POV-Ray : Newsgroups : povray.off-topic : Video game question, sort of... : Re: Video game question, sort of... Server Time
4 Sep 2024 19:22:02 EDT (-0400)
  Re: Video game question, sort of...  
From: Sabrina Kilian
Date: 25 Nov 2009 00:52:22
Message: <4b0cc616$1@news.povray.org>
Darren New wrote:
> Sabrina Kilian wrote:
>> For 'just' a surreal roller-coaster, figure a few days for drawing up
>> the path the coaster will take. A few weeks spent getting a style nailed
>> down, be it wood construction or metal or some living organism. Since a
>> lot of pieces will be reused, count on just a few months of someone
>> working part time to create all the pieces.
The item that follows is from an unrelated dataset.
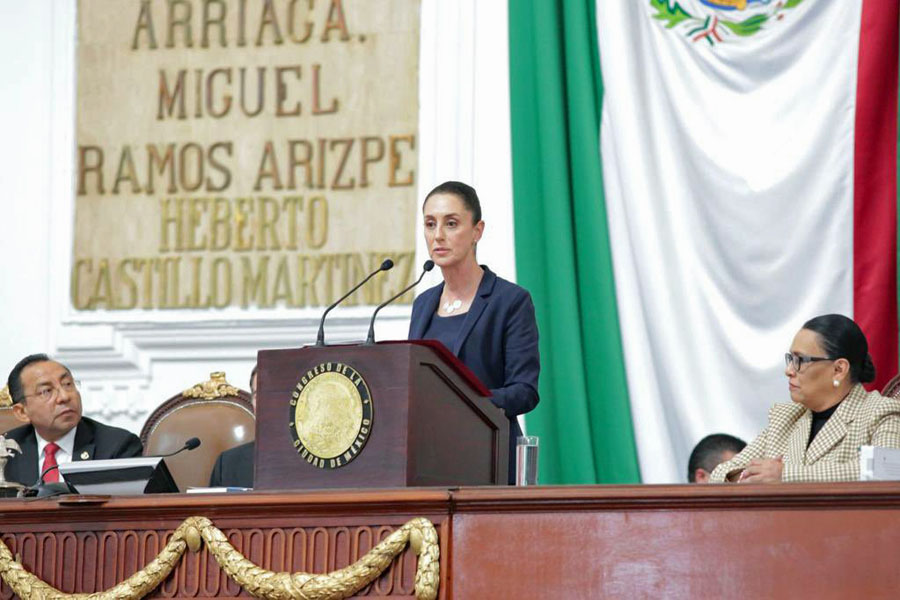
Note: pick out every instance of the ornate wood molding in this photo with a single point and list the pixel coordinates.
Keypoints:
(418, 533)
Maybe just a month if you
>> are paying them well. Hopefully you have someone else working on the
>> background and scenery that whole time. After all the parts, you start
>> assembling them and rendering as you go.
> 
> That's really the kind of information I was looking for - is a piece of
> scenery in a video game on the order of hours or weeks to produce.
> Thanks for the info!  It at least gives me a vague idea if I'm talking
> about a $100K project or a $10M project. :-)
> 

A single piece of scenery, for a video game, may be on the order of
hours for something simple, weeks for moving objects with full collision
and skeleton rigs. For a demo/movie, you aren't going to care if the
collision is dead accurate, so shave a little time there. Or, go cheap
and use pre-built models and skeletons from which ever video game engine
you use.

I would guess that, unless you go way over the top on realism, you are
talking on the order of $100K. More people means less time spent
waiting, but means getting them to all play by the same art book and
script bible.

I think the budget to pay me was only around $1k, but academia doesn't
care that undergrads get underpaid. The cheapest route is to get people
who want to see the finished project, like those Myst videos, and
volunteer their time. Free is good, if you have the time to wait on them.